Les mutations portent sur des protéines inconnues, ou parfois déjà associées à la schizophrénie, qui
sont autant de pistes pour mieux comprendre l’origine de la maladie. Ou plutôt des maladies car,
comme le précise Marie-Odile Krebs, «il est probable que pour une part, la schizophrénie soit un
ensemble de maladies rares dont l’expression se ressemble, et qu’au-delà des différences de
populations apparaisse un très grand nombre de mutations différentes. On ne peut exclure qu’elles
touchent, à des niveaux variés, une même fonction ou une voie de signalisation des cellules qui
pourra alors devenir une cible thérapeutique.» La majorité des cas de schizophrénie relèveraient ainsi
de mutations sporadiques dans le génome, comme le suggère aussi la même approche pour d’autres
troubles mentaux complexes tels que l’autisme ou le retard mental.
Si ces résultats pouvaient être anticipés au vu des travaux antérieurs et de l’épidémiologie de la
maladie, une surprise attendait néanmoins les chercheurs: le taux particulièrement élevé de mutations
délétères chez les schizophrènes. L’origine de cette fréquence élevée reste inconnue. Mais l’âge du
père pourrait parfois être en cause. Une étude récente publiée dans la revue L’Encéphale par des
chercheurs français a en effet montré que le risque d’avoir un enfant schizophrène augmentait avec
l’âge du père; il était même multiplié par quatre au-delà de 50 ans. Or la probabilité d’apparition de
mutations dans le génome croît avec le nombre de divisions des cellules précurseurs des
spermatozoïdes qui ont été accumulées chez l’homme. D’autres facteurs semblent toutefois impliqués
car le nombre de mutations transmises par les parents paraît très variable d’un individu à l’autre.

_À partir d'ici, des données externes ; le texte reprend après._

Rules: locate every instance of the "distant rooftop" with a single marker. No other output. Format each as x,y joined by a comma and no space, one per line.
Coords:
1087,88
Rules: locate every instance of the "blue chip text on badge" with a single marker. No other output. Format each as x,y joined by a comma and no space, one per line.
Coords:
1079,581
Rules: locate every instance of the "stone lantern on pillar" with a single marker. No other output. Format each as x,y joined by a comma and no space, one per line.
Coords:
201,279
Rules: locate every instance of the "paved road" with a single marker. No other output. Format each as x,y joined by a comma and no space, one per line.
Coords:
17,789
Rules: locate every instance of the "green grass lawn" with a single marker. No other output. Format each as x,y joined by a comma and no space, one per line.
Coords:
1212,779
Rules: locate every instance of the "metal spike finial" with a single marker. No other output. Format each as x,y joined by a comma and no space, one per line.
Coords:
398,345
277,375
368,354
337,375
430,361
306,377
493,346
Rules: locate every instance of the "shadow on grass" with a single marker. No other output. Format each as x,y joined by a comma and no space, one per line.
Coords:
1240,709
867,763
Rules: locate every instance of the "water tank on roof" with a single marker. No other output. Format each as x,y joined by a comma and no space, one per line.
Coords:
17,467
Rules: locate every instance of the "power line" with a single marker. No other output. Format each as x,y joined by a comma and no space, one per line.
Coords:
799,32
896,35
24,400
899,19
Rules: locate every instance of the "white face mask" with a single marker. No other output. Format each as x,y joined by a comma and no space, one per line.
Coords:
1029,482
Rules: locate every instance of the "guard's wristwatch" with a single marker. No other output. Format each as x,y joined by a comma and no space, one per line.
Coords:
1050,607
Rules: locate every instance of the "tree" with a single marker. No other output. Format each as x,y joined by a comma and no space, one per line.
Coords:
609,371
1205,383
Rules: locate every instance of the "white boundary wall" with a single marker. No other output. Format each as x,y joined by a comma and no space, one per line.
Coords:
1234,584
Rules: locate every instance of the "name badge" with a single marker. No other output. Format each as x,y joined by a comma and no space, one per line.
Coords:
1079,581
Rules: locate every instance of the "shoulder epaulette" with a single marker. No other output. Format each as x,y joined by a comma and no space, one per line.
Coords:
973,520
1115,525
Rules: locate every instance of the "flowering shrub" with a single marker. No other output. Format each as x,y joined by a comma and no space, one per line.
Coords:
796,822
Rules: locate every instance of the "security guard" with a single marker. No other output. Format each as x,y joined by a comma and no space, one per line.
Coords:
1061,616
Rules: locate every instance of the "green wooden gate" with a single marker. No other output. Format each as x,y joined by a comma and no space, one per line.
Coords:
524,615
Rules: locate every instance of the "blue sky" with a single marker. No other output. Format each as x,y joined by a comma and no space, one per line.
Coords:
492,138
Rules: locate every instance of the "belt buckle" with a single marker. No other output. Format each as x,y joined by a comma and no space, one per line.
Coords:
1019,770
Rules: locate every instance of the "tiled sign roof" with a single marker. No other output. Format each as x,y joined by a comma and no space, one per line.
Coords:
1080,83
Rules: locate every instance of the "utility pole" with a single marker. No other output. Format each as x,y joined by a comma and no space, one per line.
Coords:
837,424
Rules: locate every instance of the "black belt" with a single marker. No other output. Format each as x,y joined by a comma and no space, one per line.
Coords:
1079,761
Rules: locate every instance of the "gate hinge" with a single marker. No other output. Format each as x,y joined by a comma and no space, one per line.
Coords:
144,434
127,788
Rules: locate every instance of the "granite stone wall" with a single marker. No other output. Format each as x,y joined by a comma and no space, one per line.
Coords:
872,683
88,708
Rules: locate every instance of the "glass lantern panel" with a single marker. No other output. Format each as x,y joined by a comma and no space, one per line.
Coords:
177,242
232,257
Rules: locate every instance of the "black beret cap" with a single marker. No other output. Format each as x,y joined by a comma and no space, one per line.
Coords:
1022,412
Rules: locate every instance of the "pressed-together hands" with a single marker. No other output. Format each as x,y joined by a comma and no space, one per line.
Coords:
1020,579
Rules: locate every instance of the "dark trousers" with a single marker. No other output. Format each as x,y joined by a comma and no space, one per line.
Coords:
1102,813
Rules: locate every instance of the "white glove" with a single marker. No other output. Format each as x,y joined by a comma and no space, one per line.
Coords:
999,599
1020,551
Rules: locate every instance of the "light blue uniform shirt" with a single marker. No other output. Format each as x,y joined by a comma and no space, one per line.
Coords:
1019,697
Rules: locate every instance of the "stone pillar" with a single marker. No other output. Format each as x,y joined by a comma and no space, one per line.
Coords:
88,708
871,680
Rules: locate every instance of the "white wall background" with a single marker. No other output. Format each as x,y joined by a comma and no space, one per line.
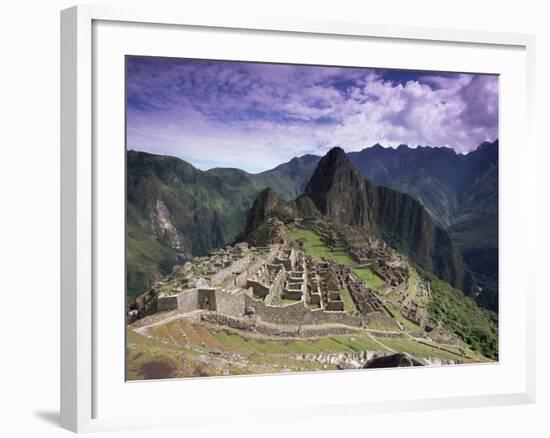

Rançon d’un développement particulièrement poussé, notre système nerveux s’avère ainsi à la merci
de mutations d’origines diverses et imprévisibles. La schizophrénie sera-t-elle pour cela toujours
inévitable? «Non, estime Marie-Odile Krebs. D’abord parce que les facteurs génétiques ne sont pour
l’instant qu’un facteur de risque. Et même s’il existe des mutations potentiellement causales, la
démonstration qu’elles mènent inéluctablement à la maladie n’est pas faite. Ensuite le pronostic peut
être considérablement amélioré avec une prise en charge ayant lieu très tôt. Chez les sujets
présentant des signes avant-coureurs, des programmes d’intervention précoce se développent et
montrent leur efficacité pour réduire l’apparition d’un premier épisode psychotique.»
Ainsi, face à une maladie aussi complexe c’est finalement le dépistage et l’accompagnement humain
des personnes à risque qui feront, demain encore, toute la différence.